Deputy Prime Minister Winston Peters said refurbishing these trains in New Zealand was looking to the future of our environment and economy, and that replacing electric locomotives with diesel would have been a step backwards.

Roger says decommissioning the electric locomotives in favour of diesel would have damaged the country’s international reputation. 

“If they had gone ahead with it, they would have jeopardised the future of fully electrifying the North Island Main Trunk line.” 

Roger has devoted much of his professional career to transport strategy and the environment, and his vision for the future of New Zealand transport is focused on rail. 

“It is a much better way to move both people and freight around.” 

He would like to see the entire NIMT electrified, and says retaining the electric locomotives was the first step.

“The next step is to electrify the lines from Te Rapa to Papakura over the coming years, and the ‘golden triangle’, between Auckland, Hamilton and Tauranga,” he says.
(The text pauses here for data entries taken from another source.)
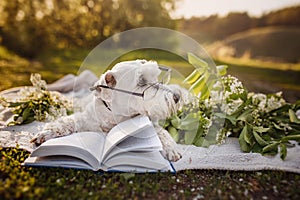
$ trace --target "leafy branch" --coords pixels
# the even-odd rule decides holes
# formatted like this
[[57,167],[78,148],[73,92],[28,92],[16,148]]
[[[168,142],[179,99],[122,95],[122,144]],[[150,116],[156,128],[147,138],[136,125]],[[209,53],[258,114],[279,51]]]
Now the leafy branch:
[[71,114],[72,102],[58,92],[48,91],[46,82],[39,74],[32,74],[33,87],[21,89],[16,100],[1,97],[0,103],[14,114],[8,125],[20,125],[38,121],[54,120]]
[[184,80],[196,96],[163,123],[180,143],[207,147],[221,144],[228,136],[239,139],[241,150],[261,154],[280,153],[300,142],[300,101],[286,103],[281,92],[249,93],[227,66],[215,69],[195,56],[188,61],[196,69]]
“Then the whole North Island main lines would be electrified.”

Roger says climate change effects will require adaptive action on the network itself. For example, the line on the edge of Wellington harbour and other low-lying areas will require protection from rising sea levels and more frequent storm surges.

Rail, he says, is an efficient, environmentally sound transport mode that offers the best customer experience. 

“It also offers great benefits to tourism and freight and is an attractive low carbon alternative to cars and trucks.”